A man who has been locked up in a mental institution for eight months after finding his wife with another man. A young woman whose husband dies after three years and five days of marriage.
They're two kooky people whose conversations include declarations such as: "You think I'm crazier than you. ... Oh my God, you're killing me!"
And yet, in the nimble hands of writer-director David O. Russell ("The Fighter," "Three Kings") and an eclectic, electrifying cast led by Bradley Cooper, Jennifer Lawrence, Robert De Niro, Jacki Weaver, Chris Tucker and Anupam Kher, "Silver Linings Playbook" is surprisingly delightful and deserving of Oscar consideration.
4 stars = Outstanding
- Starring: Bradley Cooper, Jennifer Lawrence, Robert De Ni.
- Rating: R for language and some sexual content/nudity.
It dances around the squiggly line between dramedy and comedy, tilting more toward the latter and radiating an authenticity about life in Philadelphia. It's where rooting for the Eagles is a sacred, often superstitious experience and DeSean Jackson jerseys are as ubiquitous as black-and-gold ones here with No. 43 or 7.
Mr. Cooper is Pat Solatano, a substitute teacher back home with his parents in Philly after landing in a Baltimore psychiatric facility on a plea bargain (he went psycho on the other man with his fists, not a butcher knife). He is ready and oh-so-eager to reclaim his old life and Nikki, his English teacher wife.
Pat, diagnosed with bipolar disorder with mood swings, insists he doesn't have a history of violence.
"I'm not the explosion guy. My father's the explosion guy," and since he's played by Mr. De Niro, you can believe that. His dad lost his job and now is a bookie who thinks Pat brings "good juju" when the Eagles are playing.
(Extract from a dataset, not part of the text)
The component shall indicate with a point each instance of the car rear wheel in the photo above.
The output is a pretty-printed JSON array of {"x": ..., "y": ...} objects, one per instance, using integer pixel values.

When Pat meets a young widow, Tiffany (Ms. Lawrence), at a pal's house, she volunteers to help him reach out to Nikki although she asks for a favor in return. And then the playbook veers into unforeseen and ultimately, utterly charming territory.
Pat and, to a lesser extent, Tiffany, speak in a rapid-fire way as if transported to "His Girl Friday." Words tumble out of people's mouths, and characters talk over each other, as folks do in real life, sometimes trading insults or what they consider hard truths.
"You love it when I have problems, you love it," Tiffany tells her sister (Julia Stiles). "Then you can be the good one."
One exception is Pat's mother, Ms. Weaver, the slow-talking voice of reason and reassurance, a far cry from her Oscar-nominated matriarch in the crime drama "Animal Kingdom."
"Silver Linings Playbook," based on the Matthew Quick novel of the same name, is best seen with as clean a slate as possible. Try to avoid the TV commercials and clips accompanying Mr. Cooper's entertaining but ubiquitous talk show appearances so you can go in fresh.
Ms. Lawrence, from "The Hunger Games" and "Winter's Bone," handles an adult role with ease and Mr. Cooper takes his comedic chops from "The Hangover," his dramatic heft from "The Words" and "Limitless" and his baby blues and turns Pat into a bundle of optimism, nervous energy and occasional hair-trigger temper, sometimes set off by a once-sentimental song.
There's no "Twilight" style twist, just a story about a man looking for a positive end to any story -- on the page or otherwise -- and a place that feels warmly genuine, thanks to homemade braciole, bets wagered on Sunday football games and a sturdy belief in silver linings.
Opens today at AMC-Loews at the Waterfront and Manor in Squirrel Hill.